Każde dziecko z Lincolna dobrze wiedziało, że w nieuniknionej
przyszłości – czyli w piątej klasie – nadejdzie czas, kiedy to właśnie
pani Granger będzie oceniała jego testy ortograficzne, testy na czytanie
ze zrozumieniem i najgorsze z nich wszystkich: testy sprawdzające
znajomość nowego słownictwa. I to tydzień w tydzień, miesiąc po
miesiącu.
Nauczyciele wszystkich możliwych języków na całym
świecie z upodobaniem odsyłają swoich uczniów do słownika: „Sprawdźcie
pisownię tego słowa. Sprawdźcie jego znaczenie. Sprawdźcie, jak
prawidłowo podzielić ten wyraz na sylaby.”
Lecz powiedzieć,
że pani Granger znajdowała upodobanie w pracy ze słownikiem, to
zdecydowanie za mało. Pani Granger uwielbiała słowniki, otaczała je
niemal religijną czcią. Zadawana przez nią co tydzień lista nowych słów
do opanowania liczyła trzydzieści pięć pozycji, czasem nawet więcej.
Jakby
tego było mało, codziennie rano na tablicy pojawiało się „słowo dnia”.
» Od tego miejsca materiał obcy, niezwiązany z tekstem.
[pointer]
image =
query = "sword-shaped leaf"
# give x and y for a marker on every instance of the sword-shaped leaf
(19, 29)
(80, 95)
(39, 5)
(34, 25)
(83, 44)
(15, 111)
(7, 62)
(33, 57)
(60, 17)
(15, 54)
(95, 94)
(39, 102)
Gdyby ktoś opuścił dzień w szkole, nie przepisał tego słowa, nie zajrzał
do słownika i nie nauczył się, co ono znaczy, pani Granger i tak
odkryłaby to wcześniej czy później – i przez cały tydzień zadawałaby mu
do sprawdzenia aż dwa „słowa dnia”.
Na regale stojącym z tyłu
sali pani Granger przechowywała zestaw trzydziestu słowników języka
angielskiego. Jej oczkiem w głowie był jednak gigantyczny leksykon,
zawierający chyba wszystkie słowa używane we wszechświecie, tak wielki,
że do przenoszenia go z miejsca na miejsce potrzeba było dwóch osób. Ten
słownik królował na własnym stoliku, ustawionym na poczesnym miejscu
pośrodku klasy, pod tablicą, i wyglądającym trochę jak ołtarz.
Każdy
absolwent Lincolna, który ukończył tę podstawówkę w ciągu ostatnich
trzydziestu pięciu lat, doskonale pamięta, jak stał przy owym stoliku,
słuchając okrzyku bojowego pani Granger: „W takim razie sprawdź!
Słowniki właśnie po to są!”
Kiedy książka mi się podoba, nie mogę wypuścić jest z ręki. Tą przeczytałam jednym tchem. Jest wspaniała!
To historia szkolnych zmagań głównego bohatera, piątoklasisty Nicka. Szkoła od środka, sprytne dzieci, doświadczeni nauczyciele, struktura władzy i zależności. Wszystko na wskroś ludzkie, zwyczajne, cudowne. Pochwała pasji, kreatywności, mądrości wypływającej z doświadczenia, zgoda na niepokorną młodość.
Książkę trudno kupić, może łatwiej będzie wypożyczyć, ale nie można jej nie przeczytać.
Polecam wszystkim uczniom, nauczycielom, a także nieco nadwrażliwym rodzicom.